L’Union européenne a réautorisé les plateformes à détecter des contenus pédopornographiques dans les conversations de leurs utilisateurs, à l’exception de celles protégées par un chiffrement de bout en bout. Depuis près de quatre mois, les plateformes opéraient dans un vide juridique au sein de l’UE, faute d’accord entre les pays membres et les eurodéputés sur le cadre légal encadrant ces détections. Ce dernier ayant expiré début avril, les scans étaient suspendus. Les nouvelles règles, adoptées jeudi, autorisent à nouveau ces détections, sans toutefois les rendre obligatoires.
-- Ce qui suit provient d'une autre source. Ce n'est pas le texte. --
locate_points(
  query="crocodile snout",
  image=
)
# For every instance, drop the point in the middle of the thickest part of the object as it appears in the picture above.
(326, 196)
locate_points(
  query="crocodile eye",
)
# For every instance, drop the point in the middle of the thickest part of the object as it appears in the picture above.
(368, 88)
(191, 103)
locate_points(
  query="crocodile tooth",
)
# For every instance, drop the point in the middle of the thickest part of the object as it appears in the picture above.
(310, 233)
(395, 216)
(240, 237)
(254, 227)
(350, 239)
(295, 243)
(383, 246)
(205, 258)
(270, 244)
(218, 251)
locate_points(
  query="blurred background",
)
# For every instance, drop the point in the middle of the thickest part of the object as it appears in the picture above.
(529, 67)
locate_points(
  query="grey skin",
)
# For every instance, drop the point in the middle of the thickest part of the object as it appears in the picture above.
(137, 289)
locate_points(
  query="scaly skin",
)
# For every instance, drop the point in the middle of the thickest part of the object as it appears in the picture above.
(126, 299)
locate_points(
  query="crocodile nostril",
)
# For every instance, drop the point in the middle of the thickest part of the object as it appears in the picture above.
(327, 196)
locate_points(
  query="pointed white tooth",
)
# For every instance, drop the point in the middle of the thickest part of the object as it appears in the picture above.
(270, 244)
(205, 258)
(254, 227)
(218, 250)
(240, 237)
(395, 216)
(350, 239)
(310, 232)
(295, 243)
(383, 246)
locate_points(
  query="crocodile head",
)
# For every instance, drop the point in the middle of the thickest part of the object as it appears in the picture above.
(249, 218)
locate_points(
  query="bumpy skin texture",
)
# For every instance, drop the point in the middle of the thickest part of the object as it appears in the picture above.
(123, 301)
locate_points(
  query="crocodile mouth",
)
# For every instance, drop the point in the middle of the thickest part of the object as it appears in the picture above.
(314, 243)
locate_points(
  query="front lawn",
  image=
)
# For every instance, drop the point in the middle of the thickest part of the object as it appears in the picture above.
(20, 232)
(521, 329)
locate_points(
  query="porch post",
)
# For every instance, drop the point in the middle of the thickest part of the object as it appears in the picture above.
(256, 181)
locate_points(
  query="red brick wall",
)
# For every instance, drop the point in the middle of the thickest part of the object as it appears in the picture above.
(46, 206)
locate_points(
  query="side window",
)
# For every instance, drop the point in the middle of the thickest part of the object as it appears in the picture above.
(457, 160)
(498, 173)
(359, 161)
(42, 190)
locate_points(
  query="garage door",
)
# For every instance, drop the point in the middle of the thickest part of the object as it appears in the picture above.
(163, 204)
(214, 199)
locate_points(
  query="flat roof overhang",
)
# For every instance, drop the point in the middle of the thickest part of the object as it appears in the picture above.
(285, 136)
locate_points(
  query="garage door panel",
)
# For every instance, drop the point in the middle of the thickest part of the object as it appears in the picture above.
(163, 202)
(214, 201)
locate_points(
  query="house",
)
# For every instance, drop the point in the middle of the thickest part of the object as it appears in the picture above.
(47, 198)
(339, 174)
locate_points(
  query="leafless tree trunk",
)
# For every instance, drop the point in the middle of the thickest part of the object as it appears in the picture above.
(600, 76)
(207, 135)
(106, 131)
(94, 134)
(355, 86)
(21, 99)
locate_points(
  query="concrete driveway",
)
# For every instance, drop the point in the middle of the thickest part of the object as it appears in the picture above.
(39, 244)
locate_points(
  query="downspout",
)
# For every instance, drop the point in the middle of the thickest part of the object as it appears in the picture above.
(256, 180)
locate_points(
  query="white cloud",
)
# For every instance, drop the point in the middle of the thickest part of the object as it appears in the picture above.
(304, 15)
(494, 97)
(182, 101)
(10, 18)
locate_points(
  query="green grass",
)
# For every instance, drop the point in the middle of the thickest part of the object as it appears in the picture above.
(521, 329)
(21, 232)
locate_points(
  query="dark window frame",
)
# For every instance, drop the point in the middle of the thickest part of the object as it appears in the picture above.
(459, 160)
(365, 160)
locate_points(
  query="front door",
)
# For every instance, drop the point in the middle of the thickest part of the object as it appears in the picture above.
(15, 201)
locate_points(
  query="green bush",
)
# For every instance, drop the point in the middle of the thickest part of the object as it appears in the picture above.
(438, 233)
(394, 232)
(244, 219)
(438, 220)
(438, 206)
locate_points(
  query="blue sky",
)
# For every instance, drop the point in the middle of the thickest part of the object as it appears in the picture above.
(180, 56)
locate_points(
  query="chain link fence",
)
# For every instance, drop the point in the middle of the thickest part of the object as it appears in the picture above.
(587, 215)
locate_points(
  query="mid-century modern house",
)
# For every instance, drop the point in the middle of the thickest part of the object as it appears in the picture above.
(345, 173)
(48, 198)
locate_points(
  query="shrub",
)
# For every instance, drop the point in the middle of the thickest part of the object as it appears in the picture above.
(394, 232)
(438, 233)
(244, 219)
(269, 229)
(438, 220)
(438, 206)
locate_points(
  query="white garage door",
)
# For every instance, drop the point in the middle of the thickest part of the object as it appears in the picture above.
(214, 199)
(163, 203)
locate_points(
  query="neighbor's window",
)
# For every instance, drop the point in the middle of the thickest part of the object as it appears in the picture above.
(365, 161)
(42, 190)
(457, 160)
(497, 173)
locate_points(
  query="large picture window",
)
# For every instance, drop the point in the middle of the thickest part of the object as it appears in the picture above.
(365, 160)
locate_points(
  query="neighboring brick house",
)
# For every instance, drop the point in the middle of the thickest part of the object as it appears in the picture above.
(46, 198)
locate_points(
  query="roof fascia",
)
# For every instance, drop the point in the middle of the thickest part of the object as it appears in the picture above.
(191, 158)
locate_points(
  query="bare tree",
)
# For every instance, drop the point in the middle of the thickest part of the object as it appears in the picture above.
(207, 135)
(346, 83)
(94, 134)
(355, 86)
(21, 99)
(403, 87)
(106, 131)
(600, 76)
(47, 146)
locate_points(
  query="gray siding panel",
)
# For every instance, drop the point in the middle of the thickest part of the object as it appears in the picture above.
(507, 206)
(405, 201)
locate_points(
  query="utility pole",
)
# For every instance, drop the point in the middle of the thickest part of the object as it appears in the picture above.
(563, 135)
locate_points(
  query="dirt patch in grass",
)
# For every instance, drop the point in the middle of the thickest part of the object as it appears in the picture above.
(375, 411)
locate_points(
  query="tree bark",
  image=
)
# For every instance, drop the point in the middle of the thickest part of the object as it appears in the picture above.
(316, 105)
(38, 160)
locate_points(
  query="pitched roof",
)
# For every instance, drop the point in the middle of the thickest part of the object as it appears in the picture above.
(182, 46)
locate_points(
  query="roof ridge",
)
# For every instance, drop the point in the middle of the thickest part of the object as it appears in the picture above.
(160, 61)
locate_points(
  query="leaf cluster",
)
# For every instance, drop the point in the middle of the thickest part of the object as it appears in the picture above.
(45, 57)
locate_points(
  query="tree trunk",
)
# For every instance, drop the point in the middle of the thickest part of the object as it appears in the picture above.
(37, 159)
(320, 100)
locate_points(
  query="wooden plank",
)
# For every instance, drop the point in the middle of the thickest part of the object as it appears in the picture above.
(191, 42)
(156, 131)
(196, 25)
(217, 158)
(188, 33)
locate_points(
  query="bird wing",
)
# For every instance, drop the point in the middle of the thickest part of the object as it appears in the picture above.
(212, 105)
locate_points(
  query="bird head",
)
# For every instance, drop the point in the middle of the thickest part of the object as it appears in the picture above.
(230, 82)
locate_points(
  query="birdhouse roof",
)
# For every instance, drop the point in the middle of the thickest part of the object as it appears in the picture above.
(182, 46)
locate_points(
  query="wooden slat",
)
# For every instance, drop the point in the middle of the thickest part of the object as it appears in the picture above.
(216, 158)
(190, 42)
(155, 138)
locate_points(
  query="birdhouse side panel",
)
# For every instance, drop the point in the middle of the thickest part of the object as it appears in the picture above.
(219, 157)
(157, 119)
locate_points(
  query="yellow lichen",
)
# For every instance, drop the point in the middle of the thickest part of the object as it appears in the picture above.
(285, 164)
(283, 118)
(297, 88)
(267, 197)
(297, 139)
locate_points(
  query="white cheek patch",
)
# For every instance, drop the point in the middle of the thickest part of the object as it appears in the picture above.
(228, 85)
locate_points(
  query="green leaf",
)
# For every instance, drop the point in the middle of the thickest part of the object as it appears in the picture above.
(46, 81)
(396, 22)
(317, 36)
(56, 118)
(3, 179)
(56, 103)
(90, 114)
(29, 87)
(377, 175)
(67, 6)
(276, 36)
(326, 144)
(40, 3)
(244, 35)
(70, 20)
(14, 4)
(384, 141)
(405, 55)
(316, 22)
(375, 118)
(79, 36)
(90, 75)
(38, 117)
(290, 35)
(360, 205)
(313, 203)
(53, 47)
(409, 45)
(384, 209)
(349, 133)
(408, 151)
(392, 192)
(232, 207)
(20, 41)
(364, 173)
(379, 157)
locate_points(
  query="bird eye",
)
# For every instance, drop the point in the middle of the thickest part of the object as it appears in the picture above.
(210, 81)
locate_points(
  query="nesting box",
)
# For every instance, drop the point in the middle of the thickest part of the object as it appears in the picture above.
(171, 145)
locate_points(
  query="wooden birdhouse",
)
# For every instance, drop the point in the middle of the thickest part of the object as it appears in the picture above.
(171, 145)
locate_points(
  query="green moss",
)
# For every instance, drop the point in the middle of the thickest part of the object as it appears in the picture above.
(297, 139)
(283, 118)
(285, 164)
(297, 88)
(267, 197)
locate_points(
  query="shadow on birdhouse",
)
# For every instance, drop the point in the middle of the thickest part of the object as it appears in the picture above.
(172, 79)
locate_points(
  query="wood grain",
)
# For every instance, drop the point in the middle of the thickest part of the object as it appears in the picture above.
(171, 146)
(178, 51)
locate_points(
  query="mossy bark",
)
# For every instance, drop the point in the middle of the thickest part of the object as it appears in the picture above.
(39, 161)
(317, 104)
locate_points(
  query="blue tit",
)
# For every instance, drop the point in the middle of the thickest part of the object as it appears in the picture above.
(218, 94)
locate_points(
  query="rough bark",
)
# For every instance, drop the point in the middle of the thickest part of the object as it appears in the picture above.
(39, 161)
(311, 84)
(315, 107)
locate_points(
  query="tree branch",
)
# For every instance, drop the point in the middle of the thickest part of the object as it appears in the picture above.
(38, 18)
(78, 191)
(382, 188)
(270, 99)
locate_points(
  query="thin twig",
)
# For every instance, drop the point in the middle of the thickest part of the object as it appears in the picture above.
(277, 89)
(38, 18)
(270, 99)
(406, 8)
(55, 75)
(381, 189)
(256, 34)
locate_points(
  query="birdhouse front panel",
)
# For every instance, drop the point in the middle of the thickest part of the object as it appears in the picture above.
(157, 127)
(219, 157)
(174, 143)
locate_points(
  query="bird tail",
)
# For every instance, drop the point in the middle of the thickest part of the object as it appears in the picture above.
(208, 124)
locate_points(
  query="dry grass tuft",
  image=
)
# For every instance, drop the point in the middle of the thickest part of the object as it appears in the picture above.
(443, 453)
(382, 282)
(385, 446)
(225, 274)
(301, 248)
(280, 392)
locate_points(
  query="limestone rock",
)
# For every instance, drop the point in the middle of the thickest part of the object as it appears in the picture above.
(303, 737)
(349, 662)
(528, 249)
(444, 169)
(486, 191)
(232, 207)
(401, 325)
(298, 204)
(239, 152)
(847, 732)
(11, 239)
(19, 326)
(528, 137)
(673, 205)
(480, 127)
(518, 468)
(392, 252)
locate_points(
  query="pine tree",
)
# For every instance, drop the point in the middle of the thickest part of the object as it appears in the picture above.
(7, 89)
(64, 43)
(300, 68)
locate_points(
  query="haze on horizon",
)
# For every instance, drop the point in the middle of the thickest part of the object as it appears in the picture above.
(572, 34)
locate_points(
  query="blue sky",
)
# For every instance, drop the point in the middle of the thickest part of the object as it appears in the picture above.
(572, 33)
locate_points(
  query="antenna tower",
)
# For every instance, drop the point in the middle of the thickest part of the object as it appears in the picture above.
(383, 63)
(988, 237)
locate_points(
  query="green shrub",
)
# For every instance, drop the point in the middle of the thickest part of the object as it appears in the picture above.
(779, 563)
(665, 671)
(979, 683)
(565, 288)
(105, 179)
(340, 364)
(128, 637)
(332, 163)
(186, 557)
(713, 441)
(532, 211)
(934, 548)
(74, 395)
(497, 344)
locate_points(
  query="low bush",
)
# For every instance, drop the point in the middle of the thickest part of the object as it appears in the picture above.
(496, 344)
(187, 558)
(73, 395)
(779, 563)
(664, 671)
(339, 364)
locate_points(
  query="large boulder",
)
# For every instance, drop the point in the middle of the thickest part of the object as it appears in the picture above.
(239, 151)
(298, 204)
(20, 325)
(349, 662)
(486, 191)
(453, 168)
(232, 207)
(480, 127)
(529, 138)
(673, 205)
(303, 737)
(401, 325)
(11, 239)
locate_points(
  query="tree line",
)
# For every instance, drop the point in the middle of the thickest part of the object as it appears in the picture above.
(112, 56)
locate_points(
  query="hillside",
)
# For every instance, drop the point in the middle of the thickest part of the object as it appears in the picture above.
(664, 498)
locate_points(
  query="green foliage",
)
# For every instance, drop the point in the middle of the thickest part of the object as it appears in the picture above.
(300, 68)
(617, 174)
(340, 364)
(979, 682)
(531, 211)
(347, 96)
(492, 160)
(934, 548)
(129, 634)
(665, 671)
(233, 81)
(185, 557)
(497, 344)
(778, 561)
Ce texte temporaire ne s’appliquera que jusqu’en avril 2028.
Nathalie Meurens, membre d’une coalition d’ONG de protection de l’enfance : « L’UE doit désormais mettre en place un cadre juridique durable qui donne la priorité aux droits et à la sécurité des enfants. »
Patrick Breyer, militant et ancien eurodéputé : « Il faut abandonner l'illusion de sécurité offerte par la surveillance de masse … Une véritable protection des enfants passe par des enquêtes ciblées, menées sous couverture contre de véritables suspects, par la recherche systématique et le retrait des contenus pédopornographiques accessibles au public à la source. »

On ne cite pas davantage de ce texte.